One of the hardest things to talk about in a review is difficulty. On a basic level, it’s one of the most subjective things and something a lot of people won’t even notice. For instance, I think Destiny’s raid have always been super easy (for reference I got Flawless Raider in Vault of Glass before The Dark Below released), yet I still hear about how hard X or Y were. As a reviewer, my issue isn’t capturing what I think the majority thinks, as much as making sure I myself am doing things right. This was the case with Metal Gear Rising: Revengeance, since it does a poor job of explaining the parry, a tool that is invaluable at higher difficulties.
Even if this proves problematic, I find a lot of games shine at their most difficult. The tactical challenges made me fall in love with Vanquish, I really needed to think outside the box to defeat Baal before release in Disgaea 5 and my platinum run of Rogue Legacy was meticulously planned. Since Next Up Hero ascribed to be a difficult game, similar to Enter the Gungeon or Spelunky, I was both excited and afraid to see what exactly was required to beat the Champion Trials.
Having beat half of them, I find it fascinating how this mode highlights the best and worst aspects of Next Up Hero. Generally speaking, what makes these stages hard is the same things that make the base game hard. Any level with a decent modifier has a significantly better echo number than stages with a brutal one. A great example of this is the second stage, one with a darkness modifier, has 415 echoes compared to the following stage, with the standard kill enemies’ modifier, coming in at 95. The next time an awful modifier comes around the numbers jump to 280. After that one all the numbers plummet to around 50, likely due to how unenjoyable these stages are.
For those not versed in Next Up Hero, the hardest two modifiers are darkness and the sky is falling. Darkness cloaks a good portion of the screen, forcing players to not only locate potential threats, but do so without really understanding what they’re up against. As an added bonus, a lot of enemies are alerted before players come within visual range, meaning it isn’t uncommon to have an unexpected attack appear and hit/kill you. The sky is falling sucks for two different and distinct reasons. If you want to survive, your focus needs to be on the ground where rocks will potentially fall, a fact that is accentuated by the protective bubble not working on these attacks, and this causes a lot of lag or at least does on the PlayStation 4.
Where this can cause a lot of stress, especially if you see Friendzy, a monster that might not be considered the most-deadly, but has easily put an end to more of my runs than everything else combined, it also creates a certain thrill. I started paying more attention to where others died and planned ahead or changed my build to overcome a certain threat. I found using invincibility and alerting a lot of monsters, so I can prevent unexpected friendzy attacks, made quick work of otherwise frustrating areas and allowed me to improve to the point where most of these stages, even those with a staggering 200+ monsters to kill, were more than doable within a couple attempts.

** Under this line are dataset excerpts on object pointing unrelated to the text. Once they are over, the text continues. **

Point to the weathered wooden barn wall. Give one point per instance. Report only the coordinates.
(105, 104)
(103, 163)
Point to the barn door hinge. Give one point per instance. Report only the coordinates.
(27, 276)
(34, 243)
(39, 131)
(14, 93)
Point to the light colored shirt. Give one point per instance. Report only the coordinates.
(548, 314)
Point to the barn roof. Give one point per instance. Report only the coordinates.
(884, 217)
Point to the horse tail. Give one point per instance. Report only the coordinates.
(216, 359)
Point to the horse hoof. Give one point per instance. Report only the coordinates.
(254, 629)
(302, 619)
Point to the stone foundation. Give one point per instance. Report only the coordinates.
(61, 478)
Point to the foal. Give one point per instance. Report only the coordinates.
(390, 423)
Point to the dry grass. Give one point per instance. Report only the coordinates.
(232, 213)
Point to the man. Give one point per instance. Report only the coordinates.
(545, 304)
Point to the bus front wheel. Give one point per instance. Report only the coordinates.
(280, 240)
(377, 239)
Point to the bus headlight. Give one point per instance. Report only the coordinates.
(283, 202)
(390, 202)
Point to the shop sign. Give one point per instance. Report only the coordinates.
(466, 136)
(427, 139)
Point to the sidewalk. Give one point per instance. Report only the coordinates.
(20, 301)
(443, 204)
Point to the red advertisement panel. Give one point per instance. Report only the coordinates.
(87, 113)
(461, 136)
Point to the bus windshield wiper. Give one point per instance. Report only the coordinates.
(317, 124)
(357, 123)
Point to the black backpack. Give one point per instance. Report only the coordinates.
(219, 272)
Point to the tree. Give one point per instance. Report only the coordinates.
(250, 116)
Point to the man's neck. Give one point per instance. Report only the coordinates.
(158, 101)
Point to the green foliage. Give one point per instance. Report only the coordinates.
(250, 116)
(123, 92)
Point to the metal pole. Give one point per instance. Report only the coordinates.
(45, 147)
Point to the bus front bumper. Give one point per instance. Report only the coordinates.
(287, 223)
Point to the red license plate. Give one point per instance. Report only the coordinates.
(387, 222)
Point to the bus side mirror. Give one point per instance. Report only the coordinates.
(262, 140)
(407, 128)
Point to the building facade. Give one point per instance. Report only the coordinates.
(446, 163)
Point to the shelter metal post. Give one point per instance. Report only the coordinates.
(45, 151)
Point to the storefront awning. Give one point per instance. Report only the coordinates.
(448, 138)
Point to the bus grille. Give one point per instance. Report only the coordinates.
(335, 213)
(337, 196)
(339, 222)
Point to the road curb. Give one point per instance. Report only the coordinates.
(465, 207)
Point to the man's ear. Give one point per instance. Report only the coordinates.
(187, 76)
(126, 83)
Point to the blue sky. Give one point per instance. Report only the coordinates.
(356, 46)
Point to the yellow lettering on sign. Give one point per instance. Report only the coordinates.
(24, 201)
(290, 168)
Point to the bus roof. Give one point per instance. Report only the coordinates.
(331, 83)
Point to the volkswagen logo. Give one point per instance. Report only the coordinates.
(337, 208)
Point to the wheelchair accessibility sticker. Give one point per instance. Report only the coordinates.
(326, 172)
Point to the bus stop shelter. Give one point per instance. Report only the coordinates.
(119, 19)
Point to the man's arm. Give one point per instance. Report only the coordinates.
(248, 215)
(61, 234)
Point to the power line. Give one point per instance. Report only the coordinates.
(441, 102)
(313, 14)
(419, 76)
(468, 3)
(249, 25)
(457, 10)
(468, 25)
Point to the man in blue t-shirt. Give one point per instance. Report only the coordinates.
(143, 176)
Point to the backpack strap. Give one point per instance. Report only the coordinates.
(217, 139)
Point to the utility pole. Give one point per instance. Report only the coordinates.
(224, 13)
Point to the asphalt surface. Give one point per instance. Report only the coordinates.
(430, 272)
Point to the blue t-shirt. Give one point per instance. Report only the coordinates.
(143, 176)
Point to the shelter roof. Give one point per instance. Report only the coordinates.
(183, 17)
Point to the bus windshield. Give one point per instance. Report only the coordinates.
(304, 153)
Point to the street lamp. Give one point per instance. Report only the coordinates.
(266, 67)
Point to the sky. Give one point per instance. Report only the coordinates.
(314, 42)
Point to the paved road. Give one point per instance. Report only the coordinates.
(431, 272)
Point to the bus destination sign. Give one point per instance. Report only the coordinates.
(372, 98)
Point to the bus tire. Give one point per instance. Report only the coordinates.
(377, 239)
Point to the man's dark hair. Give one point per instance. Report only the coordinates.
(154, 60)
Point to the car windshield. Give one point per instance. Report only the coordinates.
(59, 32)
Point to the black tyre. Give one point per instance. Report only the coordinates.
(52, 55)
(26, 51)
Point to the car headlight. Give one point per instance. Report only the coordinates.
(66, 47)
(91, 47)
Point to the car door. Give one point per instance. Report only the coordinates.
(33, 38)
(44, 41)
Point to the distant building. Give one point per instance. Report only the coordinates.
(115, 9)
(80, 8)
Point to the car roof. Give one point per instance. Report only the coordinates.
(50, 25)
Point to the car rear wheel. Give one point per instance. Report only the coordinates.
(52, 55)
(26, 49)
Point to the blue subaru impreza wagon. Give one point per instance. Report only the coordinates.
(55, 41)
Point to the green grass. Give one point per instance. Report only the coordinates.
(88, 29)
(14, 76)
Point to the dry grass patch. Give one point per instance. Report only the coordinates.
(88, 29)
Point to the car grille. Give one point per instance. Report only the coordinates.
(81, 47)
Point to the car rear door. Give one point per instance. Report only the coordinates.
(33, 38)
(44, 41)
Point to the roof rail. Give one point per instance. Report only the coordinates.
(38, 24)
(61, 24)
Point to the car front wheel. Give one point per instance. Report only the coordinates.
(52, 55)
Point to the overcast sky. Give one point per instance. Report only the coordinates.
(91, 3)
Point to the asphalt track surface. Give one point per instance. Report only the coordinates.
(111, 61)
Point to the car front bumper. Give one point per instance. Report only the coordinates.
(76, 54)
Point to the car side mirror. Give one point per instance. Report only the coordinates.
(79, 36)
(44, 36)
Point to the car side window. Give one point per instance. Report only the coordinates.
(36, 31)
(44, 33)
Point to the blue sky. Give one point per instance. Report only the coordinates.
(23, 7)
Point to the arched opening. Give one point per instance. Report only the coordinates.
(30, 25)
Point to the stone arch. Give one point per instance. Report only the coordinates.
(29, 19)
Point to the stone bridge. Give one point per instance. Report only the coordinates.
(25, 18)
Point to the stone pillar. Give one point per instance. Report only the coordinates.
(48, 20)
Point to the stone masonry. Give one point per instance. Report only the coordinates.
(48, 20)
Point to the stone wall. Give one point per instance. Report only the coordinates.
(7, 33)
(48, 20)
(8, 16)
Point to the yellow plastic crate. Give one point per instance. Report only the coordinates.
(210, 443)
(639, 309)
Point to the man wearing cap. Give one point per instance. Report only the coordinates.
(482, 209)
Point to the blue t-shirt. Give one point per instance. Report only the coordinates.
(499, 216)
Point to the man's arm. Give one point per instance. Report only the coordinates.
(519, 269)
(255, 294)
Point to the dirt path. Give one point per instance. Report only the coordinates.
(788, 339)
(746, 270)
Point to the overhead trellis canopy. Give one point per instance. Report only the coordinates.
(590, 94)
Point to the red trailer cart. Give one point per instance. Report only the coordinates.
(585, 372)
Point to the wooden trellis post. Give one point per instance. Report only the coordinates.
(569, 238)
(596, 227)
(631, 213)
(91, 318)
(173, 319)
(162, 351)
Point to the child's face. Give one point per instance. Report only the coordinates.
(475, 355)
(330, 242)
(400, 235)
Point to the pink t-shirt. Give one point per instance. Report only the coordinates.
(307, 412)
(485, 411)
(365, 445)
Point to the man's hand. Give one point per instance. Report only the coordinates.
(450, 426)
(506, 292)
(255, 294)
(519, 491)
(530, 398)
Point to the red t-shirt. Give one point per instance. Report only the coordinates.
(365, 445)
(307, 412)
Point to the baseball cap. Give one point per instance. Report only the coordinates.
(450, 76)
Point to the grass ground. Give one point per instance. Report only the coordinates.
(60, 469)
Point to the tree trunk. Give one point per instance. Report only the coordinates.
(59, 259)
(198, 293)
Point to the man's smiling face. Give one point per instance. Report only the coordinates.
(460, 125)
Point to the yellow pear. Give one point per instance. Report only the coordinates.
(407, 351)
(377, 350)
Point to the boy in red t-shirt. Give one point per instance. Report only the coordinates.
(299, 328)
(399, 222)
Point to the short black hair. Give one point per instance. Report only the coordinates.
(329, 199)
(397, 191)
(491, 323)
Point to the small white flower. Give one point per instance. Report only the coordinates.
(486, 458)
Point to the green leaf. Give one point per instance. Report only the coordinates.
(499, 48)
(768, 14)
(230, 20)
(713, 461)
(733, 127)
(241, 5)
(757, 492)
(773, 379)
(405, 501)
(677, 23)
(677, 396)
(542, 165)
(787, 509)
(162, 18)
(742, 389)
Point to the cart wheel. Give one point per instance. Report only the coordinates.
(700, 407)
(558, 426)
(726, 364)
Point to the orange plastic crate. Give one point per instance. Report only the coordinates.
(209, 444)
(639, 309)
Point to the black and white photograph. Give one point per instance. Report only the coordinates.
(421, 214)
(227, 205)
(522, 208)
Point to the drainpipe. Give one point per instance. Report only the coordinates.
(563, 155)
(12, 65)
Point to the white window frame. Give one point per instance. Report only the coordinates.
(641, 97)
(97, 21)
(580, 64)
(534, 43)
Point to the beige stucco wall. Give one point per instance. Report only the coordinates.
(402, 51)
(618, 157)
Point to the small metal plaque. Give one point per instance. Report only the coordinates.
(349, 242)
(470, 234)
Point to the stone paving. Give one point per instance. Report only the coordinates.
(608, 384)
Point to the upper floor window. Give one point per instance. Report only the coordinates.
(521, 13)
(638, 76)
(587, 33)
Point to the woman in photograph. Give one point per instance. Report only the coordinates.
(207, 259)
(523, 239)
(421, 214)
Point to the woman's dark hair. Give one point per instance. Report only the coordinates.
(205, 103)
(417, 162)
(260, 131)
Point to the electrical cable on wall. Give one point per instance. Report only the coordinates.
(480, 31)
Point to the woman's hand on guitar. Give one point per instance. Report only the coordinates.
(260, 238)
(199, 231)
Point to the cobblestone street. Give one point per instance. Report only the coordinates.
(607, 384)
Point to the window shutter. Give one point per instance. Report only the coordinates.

Unlike a lot of games, the journey is much better than the reward. Of the two I finished I was award two unique items. A sword for Paladrin and defense item belonging to Symposer, neither of which I use. While I can’t see what the defense item does, Paladrin’s sword gives five attack, one speed and 15 HP. To put this in a different metric, it’s an increase of around 10 percent attack, .3 percent speed and about 7 percent health, though even with easily found items you can get one attack, one speed and one hit point, which makes the reward a little underwhelming.
Despite Champion Trials highlighting some of the best elements of Next Up Hero, it also highlights the worst. When you’re basically doing 15 of the hardest stages, which is at least an hour or more investment, just to get an item that increases your stats by a couple percent, it probably isn’t worth the headache. Especially when the difficulty makes no sense, to the point where both of the final stages combined were easier than the very first stage.